Columna de María José Naudon: Reaccionarios, populistas y vociferantes



En el complejo escenario político actual, la derecha enfrenta un desafío crucial: definir su identidad y su camino hacia el futuro. En este contexto, es fundamental observar a los actores y profundizar en las diferentes corrientes que convergen en este espectro político.

La distinción entre conservadores y reaccionarios, como señala Daniel Innerarity en su perspicaz columna “Reaccionarios” en El País, es esencial para comprender la diversidad de enfoques dentro de la derecha. Mientras los conservadores reconocen la necesidad de adaptarse a los cambios y buscan preservar valores fundamentales mediante un diálogo abierto y constructivo, los reaccionarios se aferran obstinadamente a estructuras del pasado, rechazando cualquier forma de evolución o transformación.

Esta diferencia de enfoque no solo afecta la cohesión interna de la derecha, sino que también tiene implicaciones significativas para la democracia en su conjunto. Los reaccionarios, al bloquear el aprendizaje y la experiencia, y al promover la confrontación y la descalificación del otro, representan una amenaza para el proceso democrático al socavar los principios de pluralismo y tolerancia.

Sin embargo, el desafío para la derecha no se limita a la confrontación con el reaccionarismo, sino también supone distinguir entre los vociferantes (muchas veces también populistas) y aquellos que aspiran a dar gobernabilidad. Lo primeros, anclados en una retórica simplista, anti política y muchas veces anti élite crean un campo de antagonismos donde todo se decide en una lucha épica entre el bien y el mal. Esta actitud encierra una profunda sospecha hacia las opiniones divergentes y suele condenar al disidente, a menudo etiquetado de corruptor. El moralismo, que opera de base en estos casos, es una máquina de simplificación que ahorra la argumentación y reduce el intercambio intelectual a la ofensa, la culpa, la indignación y las malas intenciones. Su fundamento radica en la convicción de que vale la pena combatir el mal que en otros se anida, cualquiera sea el precio.

Este vicio se expresa en la subvaloración de dos principios fundamentales y largamente estudiados para fortalecer el equilibrio de la democracia: la tolerancia mutua y la contención. La tolerancia mutua supone aceptar a los opositores como adversarios legítimos y, en consecuencia, no moralizar. Sin esta aceptación, la sociedad se encierra en una mentalidad de guerra perpetua, donde el objetivo no es el diálogo ni el consenso, sino la aniquilación simbólica o real del otro.
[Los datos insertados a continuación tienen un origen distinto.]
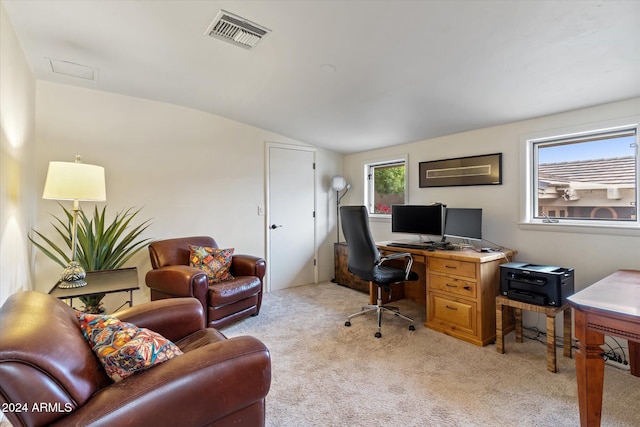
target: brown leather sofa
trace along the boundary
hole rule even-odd
[[[193,298],[114,314],[160,333],[184,354],[118,383],[106,375],[73,309],[41,292],[0,308],[0,403],[18,426],[263,426],[268,349],[204,327]]]
[[[264,259],[233,255],[235,279],[209,284],[204,271],[189,266],[189,245],[217,248],[212,237],[196,236],[158,240],[149,245],[153,270],[145,281],[151,300],[175,297],[197,298],[207,315],[207,326],[220,328],[248,316],[257,316],[262,304]]]

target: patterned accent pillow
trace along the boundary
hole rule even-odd
[[[218,249],[193,245],[189,245],[189,248],[191,249],[189,265],[204,270],[209,276],[209,283],[220,283],[234,279],[229,272],[234,248]]]
[[[115,382],[183,354],[162,335],[114,316],[76,310],[76,317],[82,334]]]

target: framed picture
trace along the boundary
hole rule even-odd
[[[420,162],[420,188],[502,184],[502,153]]]

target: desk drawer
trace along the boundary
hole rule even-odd
[[[476,297],[476,282],[455,279],[451,276],[429,274],[429,289],[463,295],[469,298]]]
[[[456,276],[476,278],[476,263],[445,258],[429,258],[429,270]]]
[[[429,294],[431,305],[430,322],[439,324],[451,331],[476,333],[476,304],[462,300],[450,299],[436,293]]]

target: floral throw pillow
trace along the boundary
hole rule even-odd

La contención, por su parte, implica que, reconociendo en el otro un legítimo contradictor, los actores políticos opten por moderar sus acciones a la hora de desplegar sus prerrogativas institucionales.

La paradoja de los modelos reaccionario y populista se hace evidente frente a una democracia exigida de resultados. La urgencia de estos últimos, es incompatible con la dificultad que ambos generan a la hora de alcanzar acuerdos y despierta la tentación de socavar la democracia desde dentro.

El enfoque revanchista con el que muchas veces justifican sus acciones es también un problema. Por una parte, debilitan la cohesión social, pero peor aún promueven la desafección ciudadana. Si siempre culpamos al “enemigo de turno”, perpetuamos un ciclo donde todos se sienten eximidos de contribuir al cambio, olvidando que cada individuo también tiene un papel crucial en la transformación social.

Por último, como dice el refrán popular, “dime con quién andas y te diré quién eres”. Observar las asociaciones políticas refleja no solo las creencias personales, sino también las influencias que moldean la visión de los líderes y esto resulta muy elocuente. A veces, una imagen vale más que mil palabras.

La diversidad de una derecha conservadora y liberal ajena a los reaccionarios, populistas y vociferantes es la base para construir el futuro y su riqueza.

Por María José Naudon, decana Escuela de Gobierno, UAI.